Job Metrics Reporting

Overview of the Job Metrics Dashboard for Slurm

Job Metrics Reporting

Job Metrics Dashboard

The Job Metrics Dashboard provides a comprehensive view of job details tailored specifically for Slurm. It serves as a lightweight analytics tool to provide insights into cluster usage, efficiency, and user activity.

This feature allows administrators and users to visualize job metrics, analyze historical data, and generate reports based on Slurm job accounting data collected by the Slurm History Ingestor.

Enabling the Plugin

To enable the Job Metrics Dashboard, add the following to your .env file:

NEXT_PUBLIC_ENABLE_JOB_METRICS_PLUGIN=true

Key Features

Job Details: Detailed metrics for individual jobs including wait times and exit codes.
Cluster Usage: Overview of core hours, job counts, and wait times over time.
User Activity: Insights into active users, groups, and account usage.
Visualizations: Graphs and charts for core hours over time, usage by group, and more.

Architecture

The system consists of two main parts:

Slurm History Ingestor (Go Scraper): A standalone service that fetches job history using sacct (primary method) or the Slurm REST API (fallback) and stores it in a PostgreSQL database.
Dashboard Plugin: A frontend component within this Next.js application that queries the database to visualize the metrics.

What Gets Populated Where

The Slurm History Ingestor only syncs job data from Slurm. Other data sources are populated separately:

Data	Source	How It's Populated
Job history (`job_history`)	Slurm (sacct/API)	Automatically by the Go ingestor
Users (`users`)	Slurm (sacct/API)	Automatically by the Go ingestor
Accounts (`accounts`)	Slurm (sacct/API)	Automatically by the Go ingestor
Organizations (`organizations`)	Your institution	Imported via Admin page or CSV
Account mappings (`account_mappings`)	Your institution	Imported via Admin page or CSV
GPU metrics (`job_gpu_metrics`)	Prometheus/DCGM	Captured via `/api/gpu-metrics/capture` endpoint

Important:

The ingestor is intentionally focused only on Slurm job data. Organizational hierarchy is institution-specific metadata that must be imported separately. GPU metrics come from Prometheus, not Slurm.

Requirements

To enable the Job Metrics Dashboard, you need:

Go Scraper: Installed and running. See Go Scraper.
PostgreSQL Database: To store the collected metrics.
Plugin Configuration: Enable the plugin as shown above.

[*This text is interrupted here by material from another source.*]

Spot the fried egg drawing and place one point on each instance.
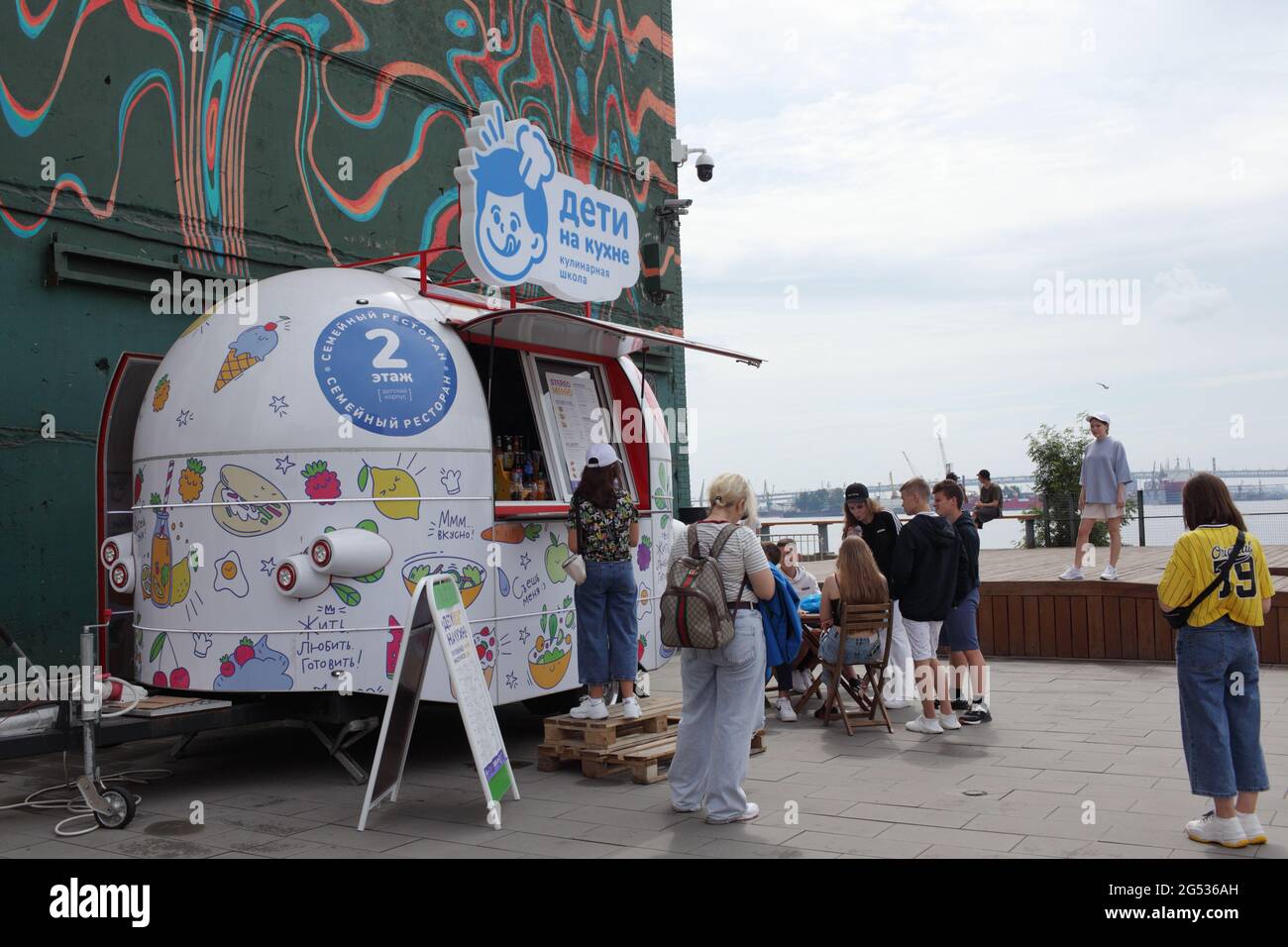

Please refer to the Installation and Configuration guides for detailed setup instructions.

Hierarchy Configuration

The job metrics dashboard uses organizational hierarchy to group and filter data by department, college, or other organizational units. This is institution-specific metadata that is not populated by the Slurm History Ingestor — it must be configured separately via the Admin dashboard or CSV import.

For full details on setting up, importing, and managing your organizational hierarchy, see the Organization Hierarchy guide.

Historical GPU Metrics

The Job Metrics plugin can be enhanced to capture and store GPU utilization metrics for completed jobs. This enables:

GPU Efficiency Grades: A-E grades based on GPU utilization patterns
Historical Analysis: View GPU usage data for completed jobs
Performance Tracking: Monitor average, peak, and memory utilization
Trend Analysis: Analyze GPU usage patterns over time

Prerequisites for GPU Metrics

Before enabling GPU metrics, ensure you have:

GPU Utilization Plugin: The base GPU utilization setup from GPU Utilization Reporting
Prometheus: Configured with DCGM exporter and recording rules
Metrics Database: A PostgreSQL database for storing job history (used by Job Metrics plugin)

Setup Steps

Step 1: Enable GPU Metrics Plugin

Add these environment variables to your .env file:

NEXT_PUBLIC_ENABLE_JOB_METRICS_PLUGIN=true
NEXT_PUBLIC_ENABLE_GPU_UTILIZATION=true
SLURM_JOB_METRICS_DATABASE_URL="postgresql://user:password@host:5432/database"
PROMETHEUS_URL="http://your-prometheus-host:9090"

Step 2: Verify Database Migration

The Slurm History Ingestor is a separate service/repository. Make sure it is installed and configured, and that the GPU metrics migration (003_add_gpu_metrics.sql) was applied during the ingestor setup.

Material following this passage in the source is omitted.